Article 1800: Who Manages The Partnership?
The partner who has been appointed manager in the articles of partnership
may execute all acts of administration despite the opposition of his
partners, unless he should act in bad faith; and his power is irrevocable
without just or lawful cause. The vote of the partners representing the
controlling interest shall be necessary for such revocation of power.
A power granted after the partnership has been constituted may be
revoked at any time. (1692a)
GENERAL RULE
Power is irrevocable without just or lawful cause.
EXCEPT;
Vote of partners representing controlling interest necessary to
revoke power.
To remove him without just cause, there must be unanimity
including his own vote.
EXTENT OF POWER
Power of managing partner is IRREVOCABLE without
just/lawful cause. REVOCABLE ONLY when in acts in bad faith.
He can do all acts of administration despite opposition of
partners if he acts in good faith.
Partner is appointed as manager after constitution of partnership
GENERAL RULE
The power to act may be revoked at any time, for any cause.
EXCEPT
Vote of partners representing controlling interest necessary to
revoke power.
EXTENT OF POWERS
The manager can do all acts of administration.
Article 1801
If two or more partners have been intrusted with the management of the
partnership without specification of their respective duties, or without a
stipulation that one of them shall not act without the consent of all the
others, each one may separately execute all acts of administration, but if
any of them should oppose the acts of the others, the decision of the
majority shall prevail.

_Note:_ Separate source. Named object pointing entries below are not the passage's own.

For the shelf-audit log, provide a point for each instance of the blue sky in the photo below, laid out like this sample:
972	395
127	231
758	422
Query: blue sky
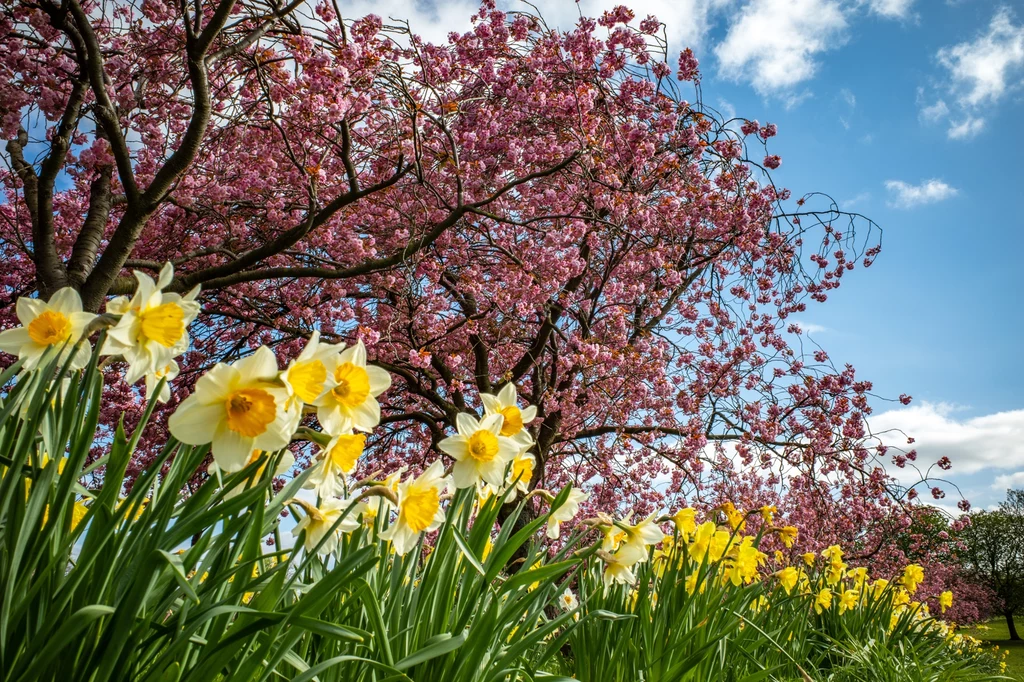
905	111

In case of a tie, the matter shall be decided by the
partners owning the controlling interest. (1693a)
GENERAL RULE
Each one may separately execute all acts of
administration.
EXCEPT
If any of the managers should oppose
Incase of opposition, decision of majority shall prevail ( per
managing head).
In case of tie, the decision of the managing partners
owning controlling interest who has more than 50 percent
shall prevail.
EXAMPLE
Assuming that A, B, C and D are all managing partners and A appoints E as
a secretary but only B OBJECTS to this.
Is the appointment of E valid?
Yes, since majority votes are first counted by head.

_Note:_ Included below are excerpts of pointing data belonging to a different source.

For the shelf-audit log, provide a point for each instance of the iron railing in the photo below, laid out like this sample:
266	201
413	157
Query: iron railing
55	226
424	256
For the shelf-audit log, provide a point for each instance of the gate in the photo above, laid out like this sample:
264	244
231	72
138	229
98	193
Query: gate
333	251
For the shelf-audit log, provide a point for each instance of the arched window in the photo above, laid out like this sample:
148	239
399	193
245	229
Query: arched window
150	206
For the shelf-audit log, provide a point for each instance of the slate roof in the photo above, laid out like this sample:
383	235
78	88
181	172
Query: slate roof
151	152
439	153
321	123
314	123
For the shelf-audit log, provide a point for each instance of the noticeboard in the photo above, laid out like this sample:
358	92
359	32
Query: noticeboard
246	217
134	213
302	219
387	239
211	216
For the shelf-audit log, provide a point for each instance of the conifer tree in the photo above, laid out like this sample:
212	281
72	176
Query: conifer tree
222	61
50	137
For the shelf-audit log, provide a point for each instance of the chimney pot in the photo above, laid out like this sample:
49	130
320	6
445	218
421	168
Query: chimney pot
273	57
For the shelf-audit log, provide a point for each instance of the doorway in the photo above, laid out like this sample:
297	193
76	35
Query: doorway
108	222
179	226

If C&D were the ones to OBJECT, and they OWNED COMBINED total of 51% of
partnership interest
Is the appointment of E valid?
No, Majority votes are first counted by head, however, it’s a tie. So the
decision will be by partnership Interest.
If B is the only one who OBJECTED and he OWNS 51% of partnership interest,
Is the appointment of E valid?
Yes, despite of his partnership interest because majority votes are first
counted by head.
If the partnership cannot make a decision and ends up in a tie (head count
and interest), then the partnership is to be dissolved. This will be the only remedy,
unless one of the other partners will relent.
Article 1802
In case it should have been stipulated that none of the managing partners
shall act without the consent of the others, the concurrence of all shall be
necessary for the validity of the acts, and the absence or disability of any
one of them cannot be alleged, unless there is imminent danger of grave or
irreparable injury to the partnership. (1694)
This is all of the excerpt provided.